Blum, who says he’s known Pfenninger for 15 years, was unfamiliar with his views on science and outraged at any suggestion that he should have vetted Pfenninger’s religious beliefs. “These are civil rights cases,” Blum told me. “I don’t need to quiz everyone about their views on climate change, evolution, or global warming. I just need to know that someone is not a bigot.” When I directed Blum to some of Pfenninger’s and Evenwel’s more inflammatory statements, he replied with a short email. “I remain persuaded that my clients are not bigots, racists, or anti-Semites,” he wrote. When Evenwel was subsequently heard by the Supreme Court in December, its two plaintiffs did not appear before the press on the courthouse steps.
It took Blum nearly three years to find a friendly face for his attack on the affirmative action program at the University of Texas, his alma mater. He even set up a website called UTNotFair to attract potential plaintiffs. In the end, he settled on Fisher, the daughter of an acquaintance.

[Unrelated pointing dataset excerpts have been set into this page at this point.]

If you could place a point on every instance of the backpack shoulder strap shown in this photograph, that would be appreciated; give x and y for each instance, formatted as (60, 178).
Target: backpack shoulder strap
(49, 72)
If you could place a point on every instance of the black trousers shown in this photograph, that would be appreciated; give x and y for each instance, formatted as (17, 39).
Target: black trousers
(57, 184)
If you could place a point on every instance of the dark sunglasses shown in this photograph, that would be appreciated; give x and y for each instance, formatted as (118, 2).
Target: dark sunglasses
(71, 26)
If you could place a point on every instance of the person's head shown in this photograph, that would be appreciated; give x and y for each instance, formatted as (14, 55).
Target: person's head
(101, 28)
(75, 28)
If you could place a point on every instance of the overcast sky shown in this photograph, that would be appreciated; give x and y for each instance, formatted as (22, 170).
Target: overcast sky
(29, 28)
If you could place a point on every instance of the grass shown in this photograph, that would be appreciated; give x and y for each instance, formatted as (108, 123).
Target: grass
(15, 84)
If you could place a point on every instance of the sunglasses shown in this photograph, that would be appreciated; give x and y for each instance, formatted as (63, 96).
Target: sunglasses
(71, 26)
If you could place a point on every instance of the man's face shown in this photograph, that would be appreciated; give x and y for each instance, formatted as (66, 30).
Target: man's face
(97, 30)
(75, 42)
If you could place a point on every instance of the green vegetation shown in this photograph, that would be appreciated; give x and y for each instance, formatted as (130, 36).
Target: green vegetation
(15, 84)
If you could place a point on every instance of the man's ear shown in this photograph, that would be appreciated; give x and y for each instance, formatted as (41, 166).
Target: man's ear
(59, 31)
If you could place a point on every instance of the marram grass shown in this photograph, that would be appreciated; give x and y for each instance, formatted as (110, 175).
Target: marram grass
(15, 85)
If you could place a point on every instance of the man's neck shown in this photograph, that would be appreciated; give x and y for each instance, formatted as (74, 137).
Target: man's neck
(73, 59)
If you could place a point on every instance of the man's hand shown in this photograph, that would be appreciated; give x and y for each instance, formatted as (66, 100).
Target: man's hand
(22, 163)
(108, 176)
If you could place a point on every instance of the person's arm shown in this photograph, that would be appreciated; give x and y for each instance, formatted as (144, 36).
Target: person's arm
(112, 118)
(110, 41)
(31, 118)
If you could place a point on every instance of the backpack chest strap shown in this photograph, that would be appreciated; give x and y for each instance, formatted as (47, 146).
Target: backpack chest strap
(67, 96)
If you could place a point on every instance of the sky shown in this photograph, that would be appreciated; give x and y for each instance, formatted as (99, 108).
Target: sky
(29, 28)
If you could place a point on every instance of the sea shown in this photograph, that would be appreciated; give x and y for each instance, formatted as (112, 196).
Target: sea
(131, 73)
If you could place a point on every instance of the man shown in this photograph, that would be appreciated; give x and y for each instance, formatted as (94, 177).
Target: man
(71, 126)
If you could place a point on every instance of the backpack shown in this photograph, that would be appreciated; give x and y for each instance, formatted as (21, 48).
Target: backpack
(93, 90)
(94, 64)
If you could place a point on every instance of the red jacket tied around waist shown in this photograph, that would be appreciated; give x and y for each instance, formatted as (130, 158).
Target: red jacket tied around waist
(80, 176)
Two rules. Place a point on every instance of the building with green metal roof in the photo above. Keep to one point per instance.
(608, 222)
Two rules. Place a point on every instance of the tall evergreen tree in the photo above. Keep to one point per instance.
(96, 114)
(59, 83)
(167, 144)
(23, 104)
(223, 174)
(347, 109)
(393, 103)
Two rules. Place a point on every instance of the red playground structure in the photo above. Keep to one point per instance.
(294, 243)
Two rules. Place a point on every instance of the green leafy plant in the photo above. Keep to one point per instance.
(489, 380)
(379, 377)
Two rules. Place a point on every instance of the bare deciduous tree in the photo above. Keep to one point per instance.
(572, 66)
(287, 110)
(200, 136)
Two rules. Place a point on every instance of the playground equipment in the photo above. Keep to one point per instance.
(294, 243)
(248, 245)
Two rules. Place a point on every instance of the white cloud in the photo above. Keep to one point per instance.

Fisher has said she filed her suit because UT-Austin rejected her while letting in her black and Hispanic high school classmates with lower grades. However, her grades and test scores would not have won her a spot at UT even if she had been black, according to documents filed by the university. Nor was she completely shut out: The university told her that if she attended another campus in the Texas system for a year and maintained a B average, she could transfer to Austin—an offer she rejected. (Fisher has since graduated from Louisiana State University.) During oral arguments, Justice Ruth Bader Ginsburg quizzed Fisher’s lawyer about what compensation Fisher could possibly gain at this point. The answer was, essentially, her application fee of roughly $100.
Court watchers and civil rights advocates believe the Fisher case might be a warm-up for a couple of Blum’s “sleeper” cases that could deal a death blow to affirmative action in college admissions. An organization Blum created, Students for Fair Admissions, is suing Harvard University, accusing it of discriminating against Asian American applicants and drawing comparisons to the university’s past record of bias against Jews. The complaint, filed in federal court in Boston in November 2014, argues that exceptionally qualified Asian kids, including many with perfect SAT scores, are being shut out because Harvard wants to limit their numbers. Blum’s group has launched a similar case against the University of North Carolina-Chapel Hill.
For now, the sole plaintiff in these cases is Students for Fair Admissions, rather than actual students. Its legal filings suggest Asian American students are not exactly lining up to join Blum’s latest cause. They cite a single, unnamed Asian American student who was denied admission to Harvard. Pages and pages of the complaint against UNC outline the university’s alleged discrimination against Asians. Yet the only student identified as having been rejected is not named as a plaintiff. He is white.